In U.S. patent application Ser. No. 051,853 filed on May 19, 1987, now U.S. Pat. No. 5,093,415 a process is provided for producing stereoregular polymers. More particularly, it was found that polymers having an isotactic index of at least 96 percent could be prepared in high yield at high production rates by polymerizing an alpha-olefin in a low pressure gas phase fluidized bed process at temperatures in excess of 50.degree. C. employing a catalyst system comprising (i) a solid catalyst precursor, which includes magnesium, titanium, halogen, and an inside electron donor, i.e., a polycarboxylic acid ester containing two coplanar ester groups attached to adjacent carbon atoms; (ii) a hydrocarbylaluminum cocatalyst; and (iii) an outside electron donor or selectivity control agent, i.e., a silicon compound containing a silicon-oxygen-carbon linkage wherein the atomic ratio of aluminum to silicon is in the range of about 0.5:1 to about 100:1 and the atomic ratio of aluminum to titanium is in the range of about 5:1 to about 300:1.
This catalyst system can be used to provide homopolymers of propylene and copolymers of propylene and one or more alpha-olefins.

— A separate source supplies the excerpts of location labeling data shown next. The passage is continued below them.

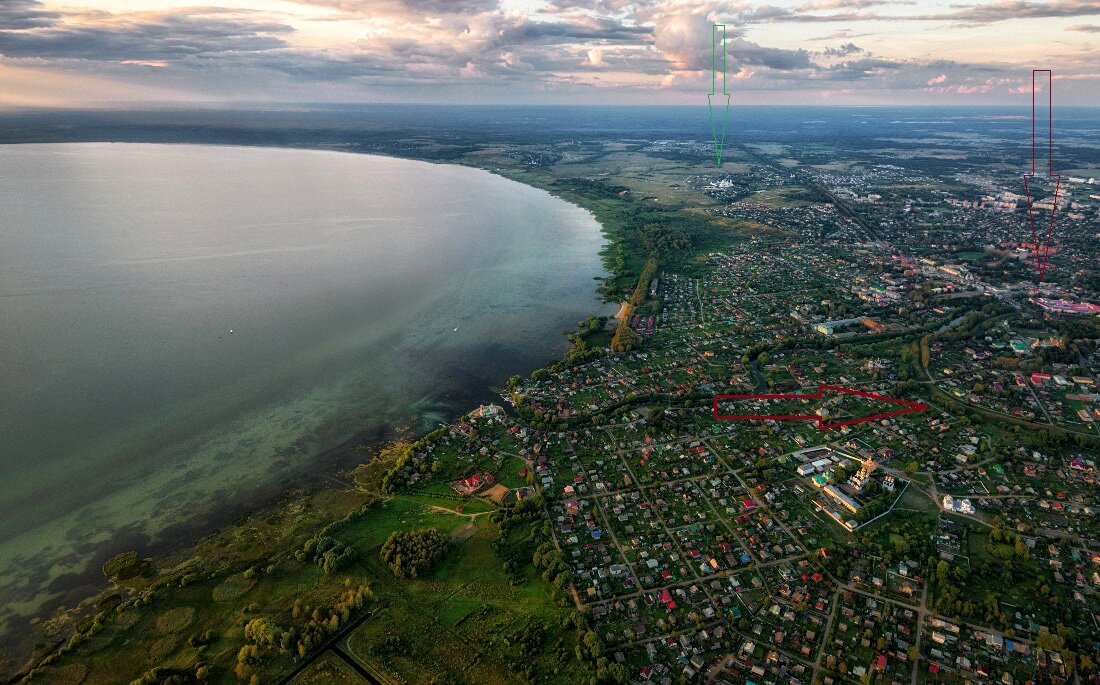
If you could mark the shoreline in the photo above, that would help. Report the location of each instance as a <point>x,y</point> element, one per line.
<point>79,589</point>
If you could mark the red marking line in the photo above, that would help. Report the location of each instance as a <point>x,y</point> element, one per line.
<point>910,407</point>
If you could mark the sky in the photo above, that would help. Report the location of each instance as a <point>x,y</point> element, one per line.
<point>217,53</point>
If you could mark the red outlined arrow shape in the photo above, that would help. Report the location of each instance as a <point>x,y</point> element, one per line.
<point>1042,250</point>
<point>910,407</point>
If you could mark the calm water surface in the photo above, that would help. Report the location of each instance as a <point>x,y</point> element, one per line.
<point>184,329</point>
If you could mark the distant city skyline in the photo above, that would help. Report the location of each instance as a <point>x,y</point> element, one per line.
<point>132,53</point>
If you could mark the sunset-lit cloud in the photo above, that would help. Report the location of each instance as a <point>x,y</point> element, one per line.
<point>101,52</point>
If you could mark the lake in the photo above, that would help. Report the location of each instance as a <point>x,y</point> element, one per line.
<point>188,330</point>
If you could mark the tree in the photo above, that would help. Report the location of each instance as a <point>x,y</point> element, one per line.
<point>410,553</point>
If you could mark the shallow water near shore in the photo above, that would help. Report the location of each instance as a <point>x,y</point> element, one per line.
<point>187,330</point>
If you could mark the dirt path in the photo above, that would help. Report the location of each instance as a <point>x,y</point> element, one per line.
<point>469,516</point>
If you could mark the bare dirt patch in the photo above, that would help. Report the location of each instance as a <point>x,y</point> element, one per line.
<point>496,493</point>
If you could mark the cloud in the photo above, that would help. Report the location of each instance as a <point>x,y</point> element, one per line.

The high activity at temperatures in the range of about 50.degree. C. to about 110.degree. C., which makes this catalyst system so attractive, is also responsible for a negative characteristic. This deficiency exhibits itself in the form of a kinetic profile, which can be described as "autoacceleration", and leads to processes, which are, in effect, out of control; processes in which the reactants are "over reactive"; agglomeration of particular product; and other various undesirable results such as hot spotting, chunking, and sheeting.
Autoacceleration can be defined as an abrupt increase in the reaction rate of a process to an undesirable level due to a sudden rise in temperature. In effect, the system is unable to remove the heat as fast as it is generated. Control of this behavior is essential for the smooth operation of the process in the reactor. Also, in the event of downstream process upsets, e.g., purge bin pluggage or extruder failure, it is desirable to quickly slow the polymerization rate to keep the reactor(s) or purge bin from overfilling with resin.
This can be accomplished by introducing a kill agent such as carbon monoxide into the polymerization reactor; however, carbon monoxide and similar kill agents require the purging of the reactor gases before the polymerization process can be restarted.
It would be advantageous to provide a kill agent, which not only avoids the problem of purging, but is at least partially reversible, and can also be used to minimize off-grade resin production. A reversible kill agent can be defined as a chemical which, when added to the polymerization reactor, results in a dramatic decrease in propagation rate (slow down in the rate of polymerization) without affecting the catalyst decay, with the stipulation that the polymerization can be restarted easily. A partially reversible kill agent is one in which there is an increase in the catalyst decay rate even though there is a decrease in monomer propagation rate. Again, the polymerization can be restarted without difficulty.